Geographic concentration

  • China/Asia-Pacific concentration — ~41% of total sales; 72% of sales in foreign markets; major manufacturing in China, plus US-China trade-conflict/export-control exposuremedium

    Sales to customers in China and the Asia-Pacific region were approximately 41% of Rogers's total sales in 2025 (with ~72% of net sales in foreign markets overall and significant manufacturing in China, Germany, England, Belgium, South Korea and Hungary). This concentrates exposure to China demand and to the US-China trade conflict: Rogers states export controls and retaliatory Chinese controls/tariffs have restricted, and could continue to restrict, its ability to do business with Chinese customers, and that further U.S. actions could add restrictions. A financial crisis, trade war or supply-chain decoupling in China/APAC would materially affect results. A high China/Asia geographic and trade-policy concentration.

    Sales to customers located in China and the Asia Pacific region accounted for approximately 41% of our total sales and a substantial majority of our overall sales to customers located outside the U.S. as of December 31, 2025.

Regulatory & policy

  • PFAS regulation — evolving US/EU/China restrictions on PFAS threaten Rogers's PTFE/fluoropolymer-based high-frequency materialsmedium

    Rogers's high-frequency circuit materials and certain elastomers rely on PTFE/fluoropolymers, which fall within the rapidly evolving PFAS regulatory net. It flags that in 2023 China added PFOA to its strictly-restricted toxic-chemicals list, the U.S. EPA issued a TSCA rule requiring PFAS manufacturers/importers to report production volumes, uses, byproducts, worker exposure and disposal, and certain EU member states proposed a broad PFAS restriction. Tightening or banning PFAS/fluoropolymers would directly threaten the materials underpinning a core, high-margin product family — requiring reformulation, added compliance cost, or loss of products. A distinctive, material PFAS/fluoropolymer regulatory exposure.
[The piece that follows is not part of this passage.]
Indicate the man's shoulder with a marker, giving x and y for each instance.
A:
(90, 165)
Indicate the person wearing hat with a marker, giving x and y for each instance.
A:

    the U.S. EPA issued a new rule under the Toxic Substances Control Act, requiring manufacturers and importers of PFAS to submit additional reporting information about production volumes, industrial uses, byproducts, worker exposure, and disposal

    SEC filing →As of 2026

Sole-source dependency

  • Sole/limited-source raw-material suppliers for certain key inputs (unnamed)medium

    Some of the raw materials Rogers uses are available only through sole or limited-source suppliers. It notes its mitigation strategies may not be effective in all cases, and that price increases or disruptions in the supply of these raw materials — or the inability/unwillingness of sole/limited-source suppliers to deliver key commodities on time and cost-effectively — could materially harm the business. The suppliers are not named, so this is a sole-source dependence risk rather than a named edge. A real single-source input vulnerability in a specialty-materials supply chain.

    Some of the raw materials used in our business are available through sole or limited-source suppliers.